Nelle scorse settimane, le forze armate americane hanno condotto vari raid contro imbarcazioni sospettate di narcotraffico e, secondo Washington, collegate al Venezuela, causando decine di vittime.
Giovedì, Trump – che aveva già confermato l’autorizzazione di operazioni della CIA in Venezuela – ha dichiarato che gli Stati Uniti potrebbero estendere la loro campagna antidroga dal mare alla terraferma, senza entrare in dettagli. Inoltre, la portaerei USS Gerald R. Ford è stata inviata nei Caraibi per sostenere l’operazione antidroga.
Maduro ha respinto ogni legame del suo governo con il traffico di stupefacenti, insinuando che gli Stati Uniti stiano usando le accuse come copertura per un cambio di regime. Dopo le notizie sul dispiegamento della portaerei, il presidente venezuelano ha accusato Washington di perseguire «una nuova guerra eterna».

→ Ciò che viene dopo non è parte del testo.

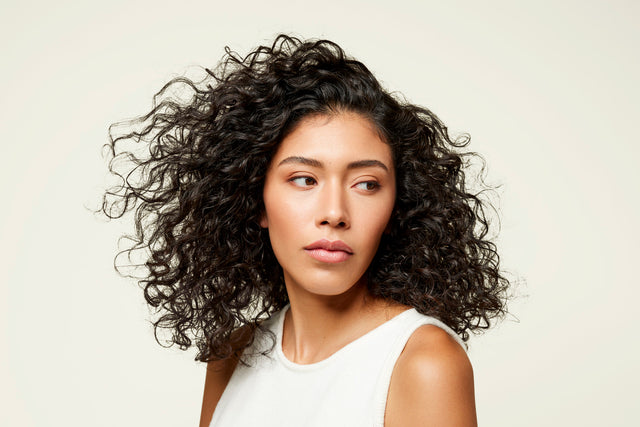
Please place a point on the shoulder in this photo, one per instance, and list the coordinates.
(218, 375)
(432, 383)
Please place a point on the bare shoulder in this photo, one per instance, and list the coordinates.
(432, 383)
(218, 375)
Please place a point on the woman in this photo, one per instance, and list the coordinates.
(313, 237)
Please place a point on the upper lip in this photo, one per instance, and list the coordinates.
(325, 244)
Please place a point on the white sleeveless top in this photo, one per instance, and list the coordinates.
(349, 388)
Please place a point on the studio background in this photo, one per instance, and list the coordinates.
(547, 90)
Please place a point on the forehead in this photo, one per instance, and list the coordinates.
(339, 138)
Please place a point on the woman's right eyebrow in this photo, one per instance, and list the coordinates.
(303, 160)
(318, 164)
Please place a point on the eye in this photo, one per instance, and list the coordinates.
(368, 185)
(303, 181)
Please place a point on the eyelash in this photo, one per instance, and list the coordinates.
(376, 185)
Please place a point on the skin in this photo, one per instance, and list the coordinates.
(333, 178)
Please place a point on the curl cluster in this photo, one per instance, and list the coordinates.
(196, 194)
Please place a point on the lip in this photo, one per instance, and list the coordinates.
(329, 252)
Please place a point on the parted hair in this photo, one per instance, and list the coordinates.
(194, 183)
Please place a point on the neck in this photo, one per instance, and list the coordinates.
(316, 326)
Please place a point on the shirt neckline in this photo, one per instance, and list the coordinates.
(336, 355)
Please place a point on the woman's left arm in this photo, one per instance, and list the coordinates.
(432, 383)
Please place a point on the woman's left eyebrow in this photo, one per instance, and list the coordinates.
(318, 164)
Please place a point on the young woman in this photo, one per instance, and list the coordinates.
(312, 235)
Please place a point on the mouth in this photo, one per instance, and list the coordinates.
(329, 252)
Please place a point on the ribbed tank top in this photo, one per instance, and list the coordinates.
(349, 388)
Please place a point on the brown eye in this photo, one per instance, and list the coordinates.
(303, 181)
(368, 185)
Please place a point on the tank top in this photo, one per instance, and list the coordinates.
(349, 388)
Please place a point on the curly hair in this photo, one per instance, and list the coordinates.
(196, 195)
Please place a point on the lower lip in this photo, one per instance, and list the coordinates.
(328, 256)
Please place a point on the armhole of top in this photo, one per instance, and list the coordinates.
(384, 378)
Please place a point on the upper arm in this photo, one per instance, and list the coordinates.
(432, 383)
(218, 375)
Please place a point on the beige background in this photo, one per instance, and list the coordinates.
(548, 91)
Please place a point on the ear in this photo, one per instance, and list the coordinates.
(264, 222)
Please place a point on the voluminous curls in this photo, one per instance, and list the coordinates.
(196, 194)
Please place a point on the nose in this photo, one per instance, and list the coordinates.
(332, 207)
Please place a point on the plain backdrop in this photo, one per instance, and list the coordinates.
(548, 91)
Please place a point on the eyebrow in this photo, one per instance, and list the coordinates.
(318, 164)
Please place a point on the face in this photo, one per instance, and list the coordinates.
(328, 195)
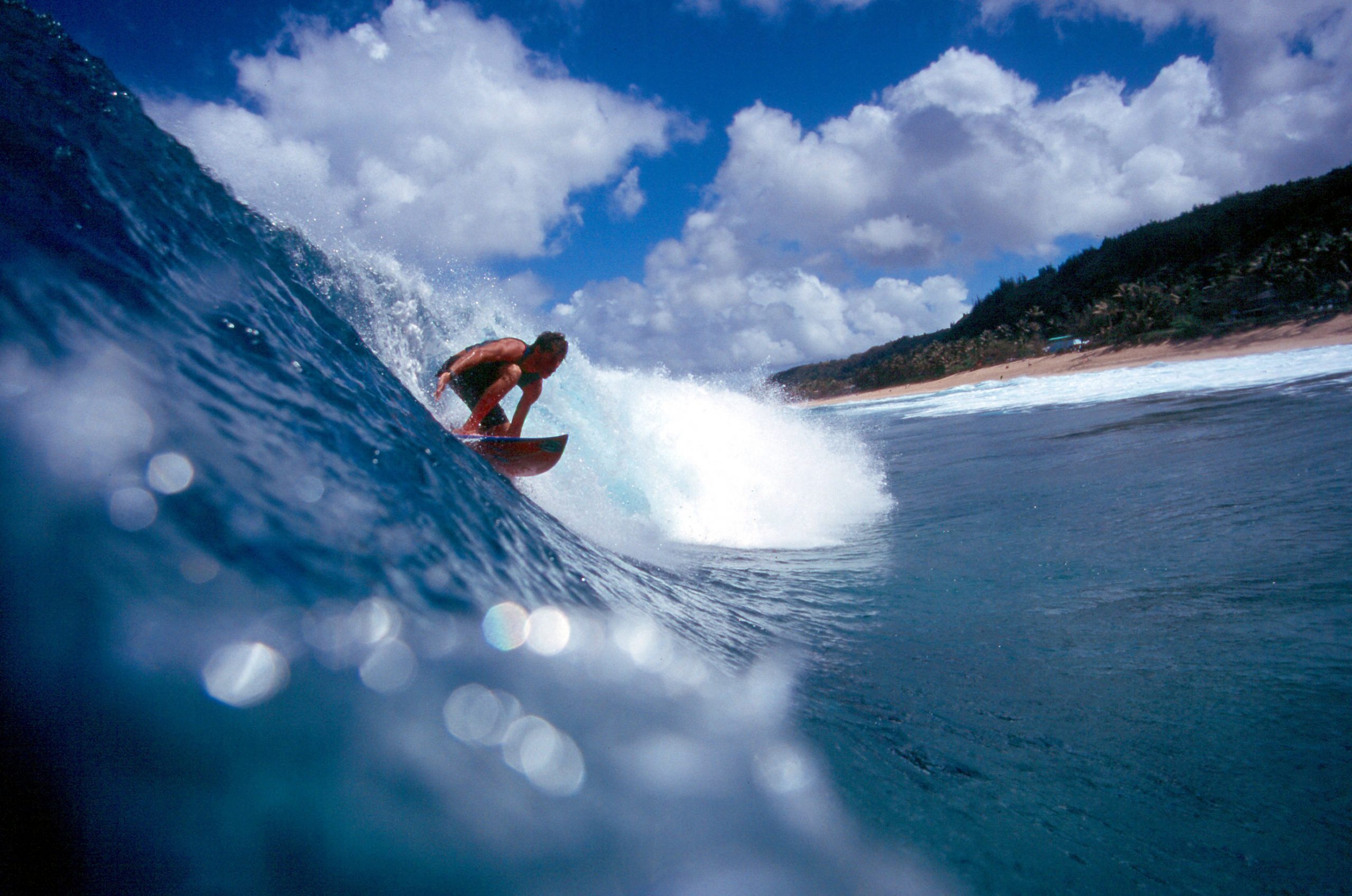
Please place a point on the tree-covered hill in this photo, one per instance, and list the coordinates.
(1254, 259)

Secondo un reportaggio del New York Times, Maduro stesso avrebbe proposto agli Stati Uniti significative concessioni economiche, inclusa la possibilità per le aziende americane di acquisire una quota rilevante nel settore petrolifero, durante negoziati segreti durati mesi. Tuttavia, Washington avrebbe rifiutato l’offerta, con il futuro politico del presidente Nicolas Maduro come principale ostacolo.
Un precedente articolo del quotidiano neoeboraceno riportava che Trump avesse ordinato l’interruzione dei colloqui con il Venezuela, «frustrato» dal rifiuto di Maduro di cedere volontariamente il potere. Il giornale suggeriva anche che gli Stati Uniti stessero pianificando una possibile escalation militare.
Nel frattempo, Maduro ha avvertito che il Venezuela entrerebbe in uno stato di «lotta armata» in caso di attacco, aumentando la prontezza militare in tutto il Paese.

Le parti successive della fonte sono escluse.